Banalità logiche che sfuggono ai firmatari i quali sembrano non intendere che le recessioni sono dovute soprattutto a un'allocazione erronea degli investimenti. Nel caso 2007-? c'è stato troppo investimento nel settore immobiliare e in settori che producevano certi beni di consumo durevole; troppo poco in beni capitali e servizi avanzati come salute, energia, comunicazioni, educazione. La "crisi" consiste nel doloroso processo di riallocazione delle risorse da investimenti che si sono rivelati erronei a investimenti che ci auguriamo corretti. Poiché nessuno possiede la sfera di cristallo, nessuno sa oggi dire quali investimenti saranno un successo. Meno di tutti i funzionari ministeriali che, negli auspici dei 100, dovrebbero dirci cosa produrre e come.

È per giunta falso che la produttività del lavoro cresca più dei salari. Sia nella Ue che negli Usa, produttività del lavoro e salari crescono in parallelo, paese per paese, almeno dal secondo dopoguerra. È invece vero che, negli ultimi venti anni, il reddito disponibile alle famiglie è cresciuto meno della produttività in alcuni paesi europei, particolarmente in Italia: è sempre più intaccato da tasse, contributi e altri pubblici balzelli. I redditi delle famiglie sono stati erosi dallo stato, non dal mercato.

Veniamo alla Germania. L'argomento dei 100 è qui identico al precedente, basta sostituire "tedeschi" a "capitalisti" e "altri paesi europei" a "lavoratori". I tedeschi son diventati più produttivi - nota 2: perché gli altri no? -. Essi usano questa produttività per esportare facendo così consumare di più il resto degli europei, ben contenti d'indebitarsi. L'argomento è, ad essere cauti, risibile.

Non c'è relazione quantitativa possibile fra il deficit commerciale di Grecia, Irlanda, Italia, Portogallo e Spagna con la Germania e il loro livello indebitamento pubblico: il paese con il maggior deficit commerciale è quello con il minor debito pubblico (Spagna), mentre l'Italia è all'estremo opposto! Il contrario di ciò che la teoria dei 100 predice. La Germania si trova poi a confrontarsi con un debito pubblico vicino al 90% del Pil, non esattamente una bazzecola. La decisione tedesca di contenere la spesa pubblica è saggia: è precondizione a una riduzione graduale della pressione tributaria, necessaria per una ripresa della domanda privata interna di consumi e investimenti.

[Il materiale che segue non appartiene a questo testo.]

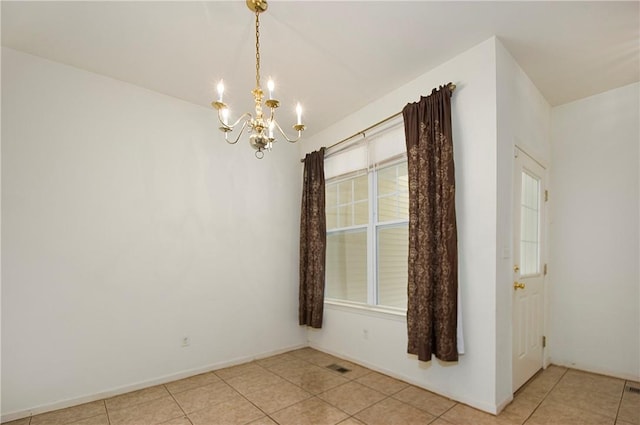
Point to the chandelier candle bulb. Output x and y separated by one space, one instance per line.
260 129
225 116
270 86
220 91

Tutto questo non significa che, nel breve periodo, tagli di spesa pubblica non possano avere effetti recessivi. Proprio per questo abbiamo raccomandato maggiori e più sistematici tagli di spesa accompagnati da riduzioni del cuneo fiscale e da una riforma del sistema dei tributi. Riforma fiscale subito, non fra tre anni: questa è una delle tante riforme di cui ha bisogno l'Italia. I tagli di spesa pubblica vanno fatti soprattutto per liberare risorse mal occupate.

Le due ironiche "note" anteriori non erano solo battute. Né Krugman né gli avvocati nostrani della spesa pubblica a go-go si chiedono da dove vengano crescita dell'occupazione e aumento di produttività, uniche fonti di ricchezza duratura. Se la Germania è riuscita a recuperare produttività, perché non lo possono fare Italia, Spagna e altri paesi? Come possiamo crescere di nuovo? Forse che gli aumenti del debito pubblico aumentano occupazione e produttività? Poiché i 100 nemmeno si pongono tali quesiti, le proposte della loro lettera si riducono a poco di nuovo e niente di buono: stampare moneta, emettere maggior debito per finanziare maggior spesa, far marcia indietro con le privatizzazioni ricostruendo l'intervento pubblico in economia, impedire ai fondi pensione d'accedere ai mercati finanziari, adottare misure protezionistiche! Ovvero, garantire un rapido suicidio italiano al ritmo di tango argentino.